As news coverage of the devastating hack at the Office of Personnel Management first began intensifying last month, the White House called on agencies to complete a 30-day “cybersecurity sprint" to immediately plug security holes over the next month.
That 30-day exercise, which included replacing notoriously insecure password-only sign-ons with multifactor authentication and patching “critical” software vulnerabilities, officially wrapped up Sunday.
Some results are already being touted by the administration. Across government, the percentage of agencies using two-factor sign-on measures has increased by 20 percent within the first 10 days of the sprint alone, federal Chief Information Officer Tony Scott told reporters during a July 9 conference call.
More details about the progress agencies made during the sprint -- as well as areas that still need some work -- won’t be released until next week, officials say.

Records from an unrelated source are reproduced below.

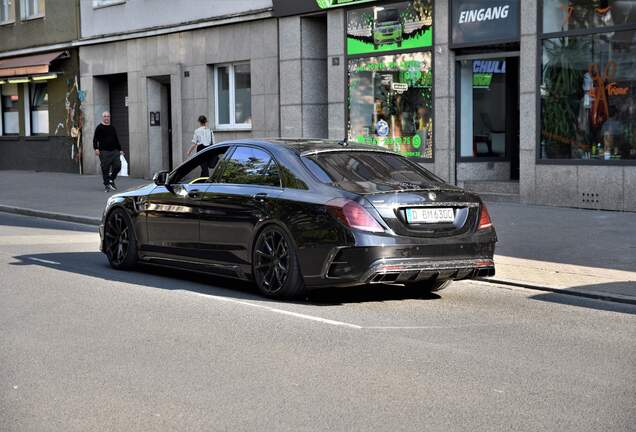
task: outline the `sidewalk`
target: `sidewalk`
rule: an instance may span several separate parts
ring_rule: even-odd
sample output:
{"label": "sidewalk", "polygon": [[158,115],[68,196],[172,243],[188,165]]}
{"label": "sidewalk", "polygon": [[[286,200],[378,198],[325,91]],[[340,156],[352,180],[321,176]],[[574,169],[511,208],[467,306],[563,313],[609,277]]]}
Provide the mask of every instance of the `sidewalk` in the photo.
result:
{"label": "sidewalk", "polygon": [[[120,177],[120,191],[149,180]],[[98,224],[98,176],[0,171],[0,211]],[[493,282],[636,304],[636,214],[489,203]]]}

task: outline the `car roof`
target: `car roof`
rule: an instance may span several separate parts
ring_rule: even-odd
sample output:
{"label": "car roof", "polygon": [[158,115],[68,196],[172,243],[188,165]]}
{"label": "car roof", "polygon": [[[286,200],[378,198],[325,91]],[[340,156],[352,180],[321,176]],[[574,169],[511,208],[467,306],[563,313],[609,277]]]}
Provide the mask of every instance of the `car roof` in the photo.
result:
{"label": "car roof", "polygon": [[255,144],[265,148],[284,147],[301,156],[334,151],[372,151],[396,154],[384,147],[322,138],[262,138],[224,141],[219,144]]}

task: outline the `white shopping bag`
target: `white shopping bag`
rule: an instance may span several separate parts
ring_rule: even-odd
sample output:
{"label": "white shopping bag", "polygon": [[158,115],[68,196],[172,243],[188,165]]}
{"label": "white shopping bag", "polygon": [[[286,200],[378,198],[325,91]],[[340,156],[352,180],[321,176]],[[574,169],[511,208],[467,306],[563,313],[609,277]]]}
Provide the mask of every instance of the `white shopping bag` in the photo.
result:
{"label": "white shopping bag", "polygon": [[119,175],[128,177],[128,162],[126,162],[126,158],[123,154],[119,155],[119,160],[121,162],[121,171],[119,171]]}

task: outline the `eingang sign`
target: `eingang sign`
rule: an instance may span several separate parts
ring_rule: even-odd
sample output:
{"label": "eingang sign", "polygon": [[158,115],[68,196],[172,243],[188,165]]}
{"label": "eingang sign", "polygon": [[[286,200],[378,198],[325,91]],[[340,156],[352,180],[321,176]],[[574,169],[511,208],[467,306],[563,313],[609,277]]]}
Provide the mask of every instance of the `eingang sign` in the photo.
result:
{"label": "eingang sign", "polygon": [[520,0],[452,0],[453,46],[519,40]]}
{"label": "eingang sign", "polygon": [[375,0],[273,0],[274,16],[299,15],[373,1]]}

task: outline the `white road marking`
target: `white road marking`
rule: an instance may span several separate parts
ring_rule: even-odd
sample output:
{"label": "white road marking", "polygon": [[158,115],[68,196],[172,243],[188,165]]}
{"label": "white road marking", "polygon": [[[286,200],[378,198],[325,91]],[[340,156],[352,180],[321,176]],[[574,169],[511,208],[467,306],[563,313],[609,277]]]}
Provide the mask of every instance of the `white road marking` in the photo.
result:
{"label": "white road marking", "polygon": [[461,328],[472,328],[472,327],[493,327],[503,325],[502,323],[497,324],[465,324],[465,325],[437,325],[437,326],[365,326],[362,327],[366,330],[448,330],[448,329],[461,329]]}
{"label": "white road marking", "polygon": [[62,263],[59,263],[57,261],[49,261],[49,260],[43,260],[41,258],[33,258],[33,257],[27,257],[27,259],[31,260],[31,261],[35,261],[35,262],[41,262],[43,264],[53,264],[53,265],[62,265]]}
{"label": "white road marking", "polygon": [[316,322],[320,322],[320,323],[323,323],[323,324],[329,324],[329,325],[333,325],[333,326],[348,327],[348,328],[353,328],[353,329],[357,329],[357,330],[360,330],[360,329],[363,328],[362,326],[359,326],[359,325],[356,325],[356,324],[351,324],[351,323],[347,323],[347,322],[343,322],[343,321],[330,320],[330,319],[326,319],[326,318],[317,317],[317,316],[314,316],[314,315],[301,314],[301,313],[298,313],[298,312],[286,311],[286,310],[283,310],[283,309],[277,309],[277,308],[273,308],[273,307],[270,307],[270,306],[264,306],[264,305],[259,305],[259,304],[255,304],[255,303],[250,303],[250,302],[243,301],[243,300],[236,300],[236,299],[231,299],[231,298],[227,298],[227,297],[215,296],[215,295],[211,295],[211,294],[202,294],[202,293],[192,293],[192,294],[198,295],[200,297],[205,297],[207,299],[219,300],[219,301],[224,301],[224,302],[227,302],[227,303],[236,303],[236,304],[240,304],[240,305],[244,305],[244,306],[251,306],[253,308],[266,310],[268,312],[273,312],[273,313],[277,313],[277,314],[281,314],[281,315],[293,316],[295,318],[305,319],[305,320],[309,320],[309,321],[316,321]]}

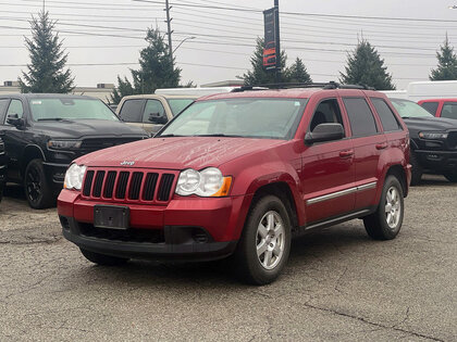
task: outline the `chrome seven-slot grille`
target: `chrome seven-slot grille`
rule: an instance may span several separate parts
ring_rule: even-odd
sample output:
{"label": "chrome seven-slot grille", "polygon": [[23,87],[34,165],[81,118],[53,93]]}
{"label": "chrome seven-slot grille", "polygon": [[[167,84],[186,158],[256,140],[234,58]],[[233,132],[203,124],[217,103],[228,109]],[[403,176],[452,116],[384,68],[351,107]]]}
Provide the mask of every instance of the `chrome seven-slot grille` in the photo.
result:
{"label": "chrome seven-slot grille", "polygon": [[83,197],[109,201],[166,203],[172,197],[176,174],[151,169],[89,169]]}

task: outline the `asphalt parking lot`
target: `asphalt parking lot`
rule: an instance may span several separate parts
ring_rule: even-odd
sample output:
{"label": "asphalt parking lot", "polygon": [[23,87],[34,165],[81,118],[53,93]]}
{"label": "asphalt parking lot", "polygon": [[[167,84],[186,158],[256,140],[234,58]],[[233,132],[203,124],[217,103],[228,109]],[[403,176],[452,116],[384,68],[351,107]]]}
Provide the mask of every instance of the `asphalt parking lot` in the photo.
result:
{"label": "asphalt parking lot", "polygon": [[284,275],[239,283],[224,263],[94,266],[55,210],[0,204],[0,341],[455,341],[457,187],[411,189],[396,240],[360,220],[295,240]]}

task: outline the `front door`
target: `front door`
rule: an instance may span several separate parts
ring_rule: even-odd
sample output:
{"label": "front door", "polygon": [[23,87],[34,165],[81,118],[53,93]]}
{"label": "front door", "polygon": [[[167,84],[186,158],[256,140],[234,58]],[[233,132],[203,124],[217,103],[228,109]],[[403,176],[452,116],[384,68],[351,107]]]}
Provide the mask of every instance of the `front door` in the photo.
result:
{"label": "front door", "polygon": [[301,191],[307,225],[354,210],[354,147],[347,138],[347,127],[336,98],[324,99],[317,105],[308,131],[324,123],[342,124],[346,137],[309,145],[301,155]]}

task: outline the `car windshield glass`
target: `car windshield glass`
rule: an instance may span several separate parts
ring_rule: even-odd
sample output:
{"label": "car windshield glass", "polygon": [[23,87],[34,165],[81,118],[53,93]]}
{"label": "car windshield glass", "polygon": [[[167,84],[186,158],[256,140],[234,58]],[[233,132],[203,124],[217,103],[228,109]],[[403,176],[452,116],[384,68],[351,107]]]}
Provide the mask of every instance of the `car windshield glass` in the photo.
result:
{"label": "car windshield glass", "polygon": [[30,99],[34,121],[119,121],[118,116],[100,100],[75,98]]}
{"label": "car windshield glass", "polygon": [[223,99],[196,102],[158,136],[217,136],[291,139],[305,99]]}
{"label": "car windshield glass", "polygon": [[408,100],[391,100],[402,117],[433,117],[427,110],[419,104]]}
{"label": "car windshield glass", "polygon": [[180,114],[187,105],[193,103],[194,99],[169,99],[170,109],[172,110],[173,116]]}

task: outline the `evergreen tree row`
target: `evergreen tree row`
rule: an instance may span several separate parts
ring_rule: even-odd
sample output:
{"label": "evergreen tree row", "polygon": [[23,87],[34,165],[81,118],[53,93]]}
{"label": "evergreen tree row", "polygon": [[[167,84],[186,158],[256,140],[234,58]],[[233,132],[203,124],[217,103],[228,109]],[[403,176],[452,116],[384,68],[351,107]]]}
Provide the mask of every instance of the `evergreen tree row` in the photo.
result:
{"label": "evergreen tree row", "polygon": [[[65,64],[69,54],[54,34],[55,21],[48,12],[40,12],[32,17],[32,39],[25,38],[30,63],[28,72],[18,78],[22,92],[71,92],[74,77]],[[112,101],[119,101],[129,94],[152,93],[158,88],[193,87],[193,83],[180,85],[182,69],[171,59],[164,36],[149,28],[145,38],[147,47],[140,51],[139,69],[131,69],[131,83],[125,76],[118,76],[118,87],[112,93]],[[436,52],[437,67],[431,71],[431,80],[457,79],[457,55],[446,35],[444,45]],[[250,58],[251,69],[239,76],[245,85],[267,85],[274,83],[311,83],[311,77],[301,59],[297,58],[286,66],[286,53],[281,51],[280,71],[268,72],[263,67],[263,39],[257,39],[256,50]],[[387,73],[384,60],[368,40],[359,41],[347,55],[344,73],[339,73],[339,83],[366,85],[378,90],[393,90],[392,75]]]}

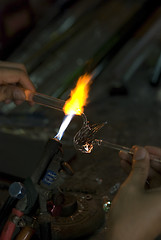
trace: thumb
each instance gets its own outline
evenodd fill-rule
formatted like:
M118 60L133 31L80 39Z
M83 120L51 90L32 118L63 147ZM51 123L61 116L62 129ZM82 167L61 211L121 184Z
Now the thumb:
M135 147L129 181L135 186L144 187L148 177L149 165L150 157L146 149Z

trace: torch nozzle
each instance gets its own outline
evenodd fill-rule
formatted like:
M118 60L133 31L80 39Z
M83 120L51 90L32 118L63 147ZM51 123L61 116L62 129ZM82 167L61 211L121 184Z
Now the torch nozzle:
M63 106L65 104L64 100L61 100L59 98L54 98L42 93L33 92L28 89L23 89L23 91L25 94L26 101L35 102L45 107L54 108L56 110L63 111Z

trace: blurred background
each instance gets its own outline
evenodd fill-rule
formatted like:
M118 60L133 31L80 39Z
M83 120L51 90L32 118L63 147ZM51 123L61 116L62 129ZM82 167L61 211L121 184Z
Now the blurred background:
M161 146L161 3L159 0L1 0L0 59L23 63L36 89L66 100L79 76L97 71L85 114L107 124L98 139L131 147ZM0 110L1 205L8 184L30 176L64 114L13 103ZM62 139L75 175L67 186L113 197L126 174L118 152L76 151L75 117ZM117 187L116 187L117 191ZM88 239L103 239L98 231Z

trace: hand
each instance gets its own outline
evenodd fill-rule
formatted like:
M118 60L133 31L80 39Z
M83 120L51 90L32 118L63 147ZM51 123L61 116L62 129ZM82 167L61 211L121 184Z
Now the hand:
M135 148L134 146L133 148ZM156 158L161 158L161 148L153 146L145 146L146 150L156 156ZM131 171L132 156L126 152L120 151L119 156L121 158L122 168L129 173ZM147 187L156 188L161 186L161 163L150 161L150 168L147 178Z
M161 233L161 189L145 190L149 153L135 147L132 170L122 184L108 216L110 240L154 240Z
M20 104L25 100L25 94L21 88L35 91L23 64L0 62L0 102L14 101Z

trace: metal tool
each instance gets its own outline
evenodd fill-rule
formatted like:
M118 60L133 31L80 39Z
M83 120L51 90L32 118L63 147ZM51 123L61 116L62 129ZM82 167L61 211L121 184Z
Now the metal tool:
M50 107L50 108L54 108L56 110L63 111L63 106L65 104L64 100L54 98L54 97L51 97L51 96L48 96L48 95L45 95L42 93L33 92L28 89L22 89L22 90L25 94L26 101L35 102L35 103L43 105L45 107Z

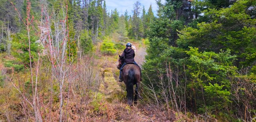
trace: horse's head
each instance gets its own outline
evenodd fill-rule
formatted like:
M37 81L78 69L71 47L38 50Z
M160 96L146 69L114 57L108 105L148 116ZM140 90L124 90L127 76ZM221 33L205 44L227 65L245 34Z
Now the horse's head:
M122 66L122 65L124 63L124 58L123 58L123 59L121 59L121 56L119 55L119 59L118 60L118 65L117 65L117 69L119 70L120 69L120 68Z

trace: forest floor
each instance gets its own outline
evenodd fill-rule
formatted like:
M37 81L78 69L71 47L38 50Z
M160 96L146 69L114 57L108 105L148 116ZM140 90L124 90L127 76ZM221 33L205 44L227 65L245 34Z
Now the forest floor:
M138 45L136 44L136 45ZM137 46L139 47L139 46ZM145 54L145 49L141 46L136 49L137 59L141 65ZM122 53L122 52L121 52ZM119 70L116 68L118 55L100 56L102 64L101 70L103 78L99 88L102 96L101 103L106 109L101 109L105 114L99 114L94 121L159 121L159 118L146 106L140 103L130 106L127 104L126 91L123 82L117 81ZM136 59L135 59L136 60ZM105 115L104 115L105 114Z

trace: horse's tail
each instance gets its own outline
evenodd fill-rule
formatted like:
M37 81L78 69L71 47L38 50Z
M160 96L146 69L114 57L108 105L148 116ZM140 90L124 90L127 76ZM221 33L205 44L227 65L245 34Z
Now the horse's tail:
M133 80L134 72L132 69L128 72L128 80L127 82L127 97L128 104L131 105L133 100Z

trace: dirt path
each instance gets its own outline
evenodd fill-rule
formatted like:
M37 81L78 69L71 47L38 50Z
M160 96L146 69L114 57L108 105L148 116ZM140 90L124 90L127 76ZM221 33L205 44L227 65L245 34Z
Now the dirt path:
M136 53L139 62L144 61L145 49L137 49ZM109 111L109 121L154 121L157 119L149 110L144 108L139 102L137 105L130 107L127 103L126 92L123 83L117 81L119 70L116 68L118 57L102 56L103 69L102 69L103 81L101 84L100 92L104 94L105 102ZM135 59L136 60L136 59ZM138 60L140 60L138 61ZM142 62L138 63L140 64Z

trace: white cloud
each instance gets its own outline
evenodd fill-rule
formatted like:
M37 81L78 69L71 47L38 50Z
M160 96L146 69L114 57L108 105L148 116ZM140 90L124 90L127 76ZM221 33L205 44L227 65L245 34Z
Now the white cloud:
M111 10L114 10L116 8L119 14L124 14L125 10L128 11L128 14L132 15L132 10L133 9L133 4L137 1L137 0L105 0L107 9L108 11L111 12ZM155 15L156 14L157 10L157 5L155 0L138 0L141 4L141 9L144 6L145 7L146 11L147 11L150 4L152 4L153 12ZM163 0L162 0L162 3L163 3Z

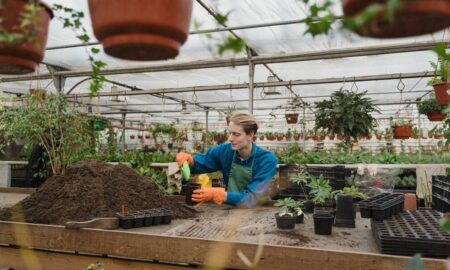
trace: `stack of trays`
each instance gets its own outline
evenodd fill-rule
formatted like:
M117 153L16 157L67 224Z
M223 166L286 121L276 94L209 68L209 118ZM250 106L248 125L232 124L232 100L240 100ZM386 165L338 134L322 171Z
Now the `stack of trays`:
M136 211L125 215L116 213L117 218L119 218L119 227L122 229L170 224L172 215L172 211L165 208Z
M362 218L384 220L403 211L403 193L381 193L359 202Z
M372 233L383 254L447 258L450 234L439 229L435 210L406 211L384 221L371 221Z
M443 213L450 212L450 177L433 175L432 180L432 208Z

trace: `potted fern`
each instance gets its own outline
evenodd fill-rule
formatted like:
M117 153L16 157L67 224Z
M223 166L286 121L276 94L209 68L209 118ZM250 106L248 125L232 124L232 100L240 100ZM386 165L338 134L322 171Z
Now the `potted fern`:
M393 121L391 127L394 132L394 139L411 138L413 126L414 124L412 123L411 120Z
M443 112L445 106L439 105L436 102L436 99L422 100L417 105L417 109L419 110L419 113L426 114L428 119L433 122L442 121L446 117L446 114Z

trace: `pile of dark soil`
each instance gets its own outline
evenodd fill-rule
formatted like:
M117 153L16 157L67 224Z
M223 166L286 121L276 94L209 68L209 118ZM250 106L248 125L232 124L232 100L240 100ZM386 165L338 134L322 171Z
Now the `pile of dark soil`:
M95 217L113 217L121 211L167 208L173 218L189 218L195 212L180 199L164 196L148 179L125 165L81 161L61 175L49 178L21 202L0 210L0 220L60 224Z

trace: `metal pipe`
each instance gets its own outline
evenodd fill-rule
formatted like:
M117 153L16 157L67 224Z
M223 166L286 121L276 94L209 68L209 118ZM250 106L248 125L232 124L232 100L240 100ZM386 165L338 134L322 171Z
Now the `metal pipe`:
M323 60L323 59L336 59L344 57L369 56L379 54L417 52L430 50L439 43L440 42L432 41L414 44L408 43L408 44L388 45L388 46L335 49L335 50L307 52L307 53L279 54L272 56L254 56L253 63L255 65L258 65L270 63L287 63L287 62L300 62L300 61ZM450 47L450 45L448 46ZM192 61L186 63L173 63L164 65L145 66L145 67L111 68L102 70L101 74L118 75L118 74L177 71L177 70L204 69L204 68L236 67L236 66L244 66L247 64L248 59L246 57L241 57L234 59ZM89 69L78 71L57 71L54 73L54 75L63 77L85 77L91 76L92 70ZM51 79L51 74L45 73L40 74L39 76L26 75L26 76L7 77L1 78L0 82L28 81L37 79L40 80Z
M370 76L357 76L353 77L354 82L364 81L382 81L382 80L399 80L401 79L413 79L422 77L434 76L433 71L425 72L412 72L412 73L395 73L395 74L382 74L382 75L370 75ZM269 86L287 86L287 85L314 85L314 84L328 84L328 83L342 83L345 78L327 78L327 79L308 79L308 80L293 80L282 82L260 82L254 83L255 88L269 87ZM208 86L193 86L193 87L179 87L179 88L162 88L162 89L149 89L139 91L122 91L122 92L102 92L98 93L98 97L110 97L110 96L138 96L138 95L153 95L162 93L184 93L184 92L202 92L211 90L230 90L230 89L244 89L248 88L248 83L240 84L223 84L223 85L208 85ZM80 97L89 97L89 94L77 94Z

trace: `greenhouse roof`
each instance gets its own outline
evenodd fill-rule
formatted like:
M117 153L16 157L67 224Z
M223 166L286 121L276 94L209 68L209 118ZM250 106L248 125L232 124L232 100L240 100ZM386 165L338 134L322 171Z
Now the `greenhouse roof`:
M95 41L87 1L46 2L84 11L84 25ZM335 9L342 13L338 3ZM219 55L217 42L194 29L194 24L200 25L201 30L223 28L208 10L230 12L228 30L213 31L211 35L224 40L232 31L252 49L251 59L246 51ZM107 63L108 82L100 95L92 99L86 95L90 74L86 46L72 46L81 45L80 41L53 19L39 70L25 76L0 76L0 90L23 94L29 88L43 87L57 92L54 79L62 75L66 77L62 92L73 95L76 102L92 104L95 114L119 120L126 112L127 120L141 124L186 124L205 122L208 109L209 124L222 127L223 112L229 107L253 106L263 125L273 124L269 113L274 111L279 115L275 122L282 125L284 107L293 97L313 105L344 88L367 91L380 108L376 118L413 119L418 115L414 102L432 90L427 86L433 74L429 62L436 61L437 56L431 48L438 42L450 41L448 30L412 38L370 39L335 29L328 36L313 38L303 34L305 26L298 22L305 17L305 7L298 0L197 0L192 16L189 38L175 59L126 61L102 51L99 59ZM98 43L91 46L101 49ZM249 61L255 64L252 105ZM269 76L277 79L268 83ZM280 94L265 94L275 90ZM119 91L120 96L111 96L112 91ZM186 103L185 107L182 103ZM188 113L181 113L182 110ZM311 112L311 108L305 110L306 119L313 119Z

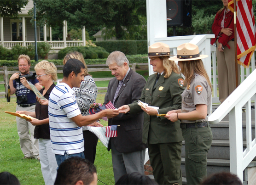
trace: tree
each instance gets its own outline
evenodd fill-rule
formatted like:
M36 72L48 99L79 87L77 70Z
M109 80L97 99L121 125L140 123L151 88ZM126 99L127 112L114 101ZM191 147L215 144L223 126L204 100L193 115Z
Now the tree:
M28 4L29 0L0 0L0 17L18 18L21 8Z
M85 26L89 33L95 28L97 31L104 27L109 30L114 28L114 35L110 31L106 36L125 39L126 31L136 30L138 35L142 24L146 25L145 0L33 0L36 3L37 22L41 25L59 26L66 20L72 27ZM29 11L31 15L33 11Z

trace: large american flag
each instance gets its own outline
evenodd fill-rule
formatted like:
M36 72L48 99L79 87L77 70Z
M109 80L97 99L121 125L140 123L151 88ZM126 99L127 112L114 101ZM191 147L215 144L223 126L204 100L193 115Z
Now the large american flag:
M106 129L105 135L106 137L115 137L117 136L117 125L108 126Z
M228 8L234 12L233 0L228 0ZM238 0L237 11L238 63L248 68L256 48L256 29L252 0Z

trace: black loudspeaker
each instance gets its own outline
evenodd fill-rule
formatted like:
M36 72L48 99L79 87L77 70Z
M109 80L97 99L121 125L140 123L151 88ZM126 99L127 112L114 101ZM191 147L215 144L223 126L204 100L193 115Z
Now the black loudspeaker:
M166 0L167 27L191 27L192 1L192 0Z

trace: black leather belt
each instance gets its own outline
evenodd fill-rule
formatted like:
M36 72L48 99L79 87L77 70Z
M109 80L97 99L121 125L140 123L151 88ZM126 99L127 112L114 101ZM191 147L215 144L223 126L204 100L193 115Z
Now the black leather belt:
M196 128L205 127L209 125L208 121L204 122L194 123L180 123L180 129L192 129Z
M28 107L35 105L35 103L32 103L32 104L18 104L18 106L21 107Z

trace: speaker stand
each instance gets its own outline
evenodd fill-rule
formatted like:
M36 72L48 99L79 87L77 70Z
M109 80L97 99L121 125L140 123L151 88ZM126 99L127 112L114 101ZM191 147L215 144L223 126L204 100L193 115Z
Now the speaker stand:
M173 36L175 37L176 36L176 27L174 26L173 27Z

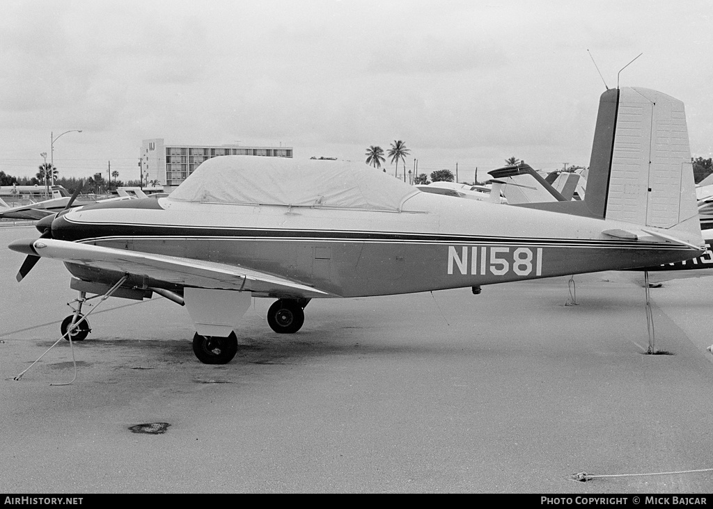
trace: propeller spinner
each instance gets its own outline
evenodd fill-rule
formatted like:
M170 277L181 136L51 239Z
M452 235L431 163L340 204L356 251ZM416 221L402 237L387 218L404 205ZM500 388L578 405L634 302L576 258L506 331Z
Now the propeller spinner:
M79 196L79 193L82 190L83 186L83 181L79 181L79 185L77 186L77 189L74 190L74 193L72 194L72 197L69 199L69 201L67 202L66 206L64 209L57 214L52 214L51 216L47 216L43 217L35 224L35 228L41 233L40 235L40 238L52 238L52 221L54 221L55 218L63 214L65 211L68 210L70 207L72 206L72 204L74 203L74 200L76 199L77 196ZM17 282L19 283L25 276L32 270L32 268L35 266L35 263L39 261L40 256L38 256L37 251L35 251L34 244L36 241L35 240L19 240L15 241L10 243L8 247L14 251L18 251L19 253L23 253L26 254L27 256L25 258L25 261L22 262L22 265L20 266L20 270L17 273L17 276L15 278L17 279Z

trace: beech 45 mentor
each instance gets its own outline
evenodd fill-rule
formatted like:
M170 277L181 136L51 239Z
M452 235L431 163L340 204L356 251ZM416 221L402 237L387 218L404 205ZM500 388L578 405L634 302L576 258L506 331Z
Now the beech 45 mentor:
M605 92L588 187L583 201L530 209L421 192L361 163L224 156L168 197L68 209L38 222L39 239L9 247L27 255L18 280L40 257L73 276L80 297L66 337L89 332L87 293L155 293L185 304L198 359L223 364L251 297L277 299L270 327L294 332L313 298L475 288L703 252L680 101Z

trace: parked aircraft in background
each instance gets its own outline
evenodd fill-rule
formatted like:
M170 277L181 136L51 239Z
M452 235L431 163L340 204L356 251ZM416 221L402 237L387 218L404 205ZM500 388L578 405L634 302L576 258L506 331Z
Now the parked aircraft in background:
M10 206L0 199L0 219L40 219L63 210L70 197L66 189L58 187L53 189L51 199L26 205Z
M424 193L444 194L446 196L467 198L480 201L508 203L508 201L503 196L501 196L499 191L491 192L492 188L486 186L458 184L458 182L431 182L431 184L418 184L416 187L419 191L423 191Z
M640 140L625 154L622 122ZM294 332L312 298L475 290L704 251L680 101L647 89L605 92L588 187L583 201L525 209L420 192L361 163L224 156L168 198L68 209L38 222L39 239L9 247L26 255L18 280L41 257L73 276L80 296L66 336L89 332L87 293L155 293L188 308L198 359L222 364L237 352L252 297L276 299L268 323Z

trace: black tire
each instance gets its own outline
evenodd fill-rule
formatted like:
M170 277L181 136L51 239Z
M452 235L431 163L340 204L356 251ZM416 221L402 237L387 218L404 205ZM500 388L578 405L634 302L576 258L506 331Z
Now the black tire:
M267 323L276 332L292 334L304 323L304 311L295 301L280 299L270 307Z
M230 332L227 337L193 336L193 353L203 364L227 364L237 353L237 337Z
M89 328L89 323L86 320L79 322L83 318L83 316L81 313L77 315L78 325L72 332L72 341L83 341L89 335L89 332L91 332L91 329ZM69 329L69 326L72 324L73 318L74 318L74 315L70 315L62 320L62 325L59 326L60 330L62 331L62 336L67 341L69 341L69 335L67 334L67 330Z

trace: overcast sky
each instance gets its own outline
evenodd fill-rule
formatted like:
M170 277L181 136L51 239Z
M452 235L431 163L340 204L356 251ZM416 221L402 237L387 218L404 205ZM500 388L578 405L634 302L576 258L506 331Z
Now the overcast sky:
M279 145L472 180L515 157L588 165L599 95L685 103L713 153L710 0L34 0L1 3L0 169L138 178L142 140ZM387 161L387 167L389 167ZM393 167L391 167L393 168ZM482 172L483 173L480 173Z

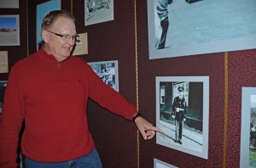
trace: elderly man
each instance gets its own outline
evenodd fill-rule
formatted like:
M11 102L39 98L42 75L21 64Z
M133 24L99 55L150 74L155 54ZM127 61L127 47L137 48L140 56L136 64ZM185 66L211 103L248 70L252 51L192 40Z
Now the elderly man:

In the meantime, the White House issued a fact sheet laying out some of the steps the administration says it’s taken to bolster agencies’ cybersecurity practices, including some before the OPM hack even came to light.
Those steps include:
- Creating a dedicated cybersecurity team under the federal CIO -- called the E-Gov Cyber unit -- to oversee dot-gov network security. The unit has established a new program to scan for critical vulnerabilities on agencies’ public-facing websites.
- Planning to rapidly accelerate the deployment of the second-phase of the Department of Homeland Security-managed “continuous diagnostics and mitigation” program, which can detect unauthorized access in “near-real-time.” The program now covers 97 percent of executive branch personnel and is expected to protect more than 60 civilian agencies by the end of September.
- Expanding the “EINSTEIN 3A” intrusion-prevention system, another DHS tool, across federal agencies. The more advanced version of the EINSTEIN tool now covers 15 agencies, a 20 percent jump since last November. DHS plans to award a contract to cover all agencies with the latest version by the end of the year.
- Releasing new standards aiming to protect potentially sensitive data on systems owned by contractors and other third parties. Last month, the National Institute of Standards and Technology published guidelines for the handling of so-called “controlled unclassified” information housed by third parties.
- Taking steps to improve recruiting and hiring of cybersecurity talent in government. The Office of Management and Budget is examining gaps in the current cyber workforce and plans to outline existing special hiring authorities agencies can use to onboard additional cyber talent.
Meanwhile, later this summer, the administration plans to release a “Federal Cybersecurity Civilian Strategy” to help agencies secure their networks. The guidance will include steps for agencies to more rapidly procure security technology.
Still, the timing of the fact sheet -- released last week as OPM officials finally detailed the full scope of the massive hack of background check files at OPM -- struck some observers as a bit off.
Referring to the administration’s fact sheet, Christopher Soghoian, the American Civil Liberties Union principal technologist, tweeted, “Maybe this isn't the best time for the White House to do a cybersecurity victory lap.”